Is it worth it? One asteroid, labeled 1986DA, has been estimated to contain 100,000 tons of platinum and 10,000 tons of gold, said PhD student Michael Bazzocchi, one of Emami’s team, “and that has been said to be worth $5 trillion U.S.”

Yuhong Duan: Seeking shopping secrets of Baby Boomers

As Baby Boomers age, are retailers serving them well? Ryerson University Professor Hong Yu fears many stores focus so much on young shoppers, they fail to consider the needs of the biggest, most lucrative market. It’s a dilemma Yu’s team is researching, and Chinese undergraduate Yuhong Duan has come to help through MITACS’s Globalink program.

“Nowadays the attention is often given to ‘millennials,’ and strategies have not been focusing on Baby Boomers or their parents, who are in their 70s and 80s,” said Yu, an associate professor in Ryerson’s Ted Rogers School of Retail Management.

“A lot of countries are facing the challenges of an aging population. Baby Boomers are seen to be the most profitable group with the most discretionary money, so how do you engage better with them?” asked Yu, who will have Duan help conduct interviews of consumers over 50 years old to see what services they want — and which they don’t.

Her research focuses on options to traditional “bricks-and-mortar” shopping, a variety of “platforms” she said retailers call the “omni-channel” approach, with online shopping options, in-store apps, social media marketing, catalogues and websites.

What’s the best “channel” if walking to the store is no longer as easy, asked Yu? “Is it e-commerce? Telephone and delivery? A lot of European stores have (cyber) sensors that can read your shopping patterns from your smart phone and then push information targeted to your interests.”
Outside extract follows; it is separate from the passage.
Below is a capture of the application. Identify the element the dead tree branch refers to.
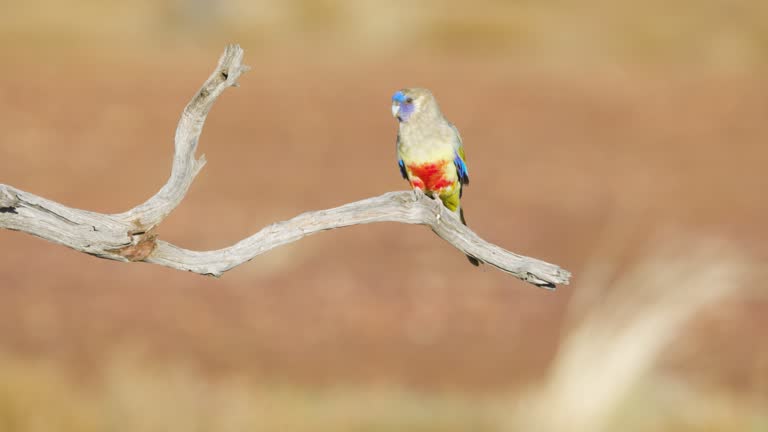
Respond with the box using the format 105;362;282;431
0;45;570;288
Duan, a third-year e-commerce student at China’s Wuhan University, has been checking out stores in the Eaton Centre and along Queen St. to see which ones offer more options, and has found the smaller, independent stores are more likely to be more flexible.
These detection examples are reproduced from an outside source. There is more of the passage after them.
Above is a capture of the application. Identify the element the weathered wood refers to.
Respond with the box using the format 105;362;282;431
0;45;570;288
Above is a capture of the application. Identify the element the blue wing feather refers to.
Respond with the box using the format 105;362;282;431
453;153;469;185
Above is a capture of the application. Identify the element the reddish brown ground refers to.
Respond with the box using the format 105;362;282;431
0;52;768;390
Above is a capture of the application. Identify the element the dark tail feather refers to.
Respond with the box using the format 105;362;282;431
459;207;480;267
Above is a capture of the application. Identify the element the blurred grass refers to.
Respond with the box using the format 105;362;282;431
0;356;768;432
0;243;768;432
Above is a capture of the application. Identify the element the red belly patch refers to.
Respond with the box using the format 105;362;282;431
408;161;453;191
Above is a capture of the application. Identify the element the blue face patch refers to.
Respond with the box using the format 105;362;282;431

“I’m interested in consumer behaviour and I can bring my experience here back to China,” said Duan. “It’s a good opportunity to experience life and the culture of Canada.”

She got a surprise the weekend she arrived — it was Pride Weekend and Duan watched the parade.

“In China, you won’t see that. So that’s the first thing that impressed me about Canada.”

Shreyas Prakash: Devoted to solar-power

Electrical engineering student Shreyas Prakash dreams of opening up a solar energy company at home in India, so he jumped at the chance to work with York University solar guru Jose Etcheverry, who is developing a solar-powered charger for electric cars.

The third-year student at India’s National Institute of Technology has been getting hands-on Canadian experience as a MITACS intern by helping Etcheverry’s team design and build a solar-powered charging station on a campus parking lot that will track its use by electric car-owners.

“We’re trying to solve one of the biggest problems faced by humanity; greenhouse gas emissions because we use a ridiculous amount of oil per day,” said the professor, who drives an electric car himself.

His young global assistant helped place the Canadian-built solar panels on a metal frame recently to create the solar-powered charging station. It’s a kind of hands-on research that’s critical for a generation that spends so much time in cyberspace, said Etcheverry, an associate professor in the faculty of environmental studies and co-chair of York’s Sustainable Energy Initiative.

“We live in this abstract world where everything seems to be done on screens, but the real world is not abstract,” he said.

The 21-year-old visiting student also has had a taste of the political sphere when he went with Etcheverry to Woodstock in southwestern Ontario in June as it voted to become the first municipality in the province to pledge to use only renewable energy by 2050.

“The concept of being independent, off the grid and making your own energy empowers us,” said Prakas, who wants to create a company that can install solar power in India, even in rural areas.

“This has a lot of importance, and I’m getting practical experience.”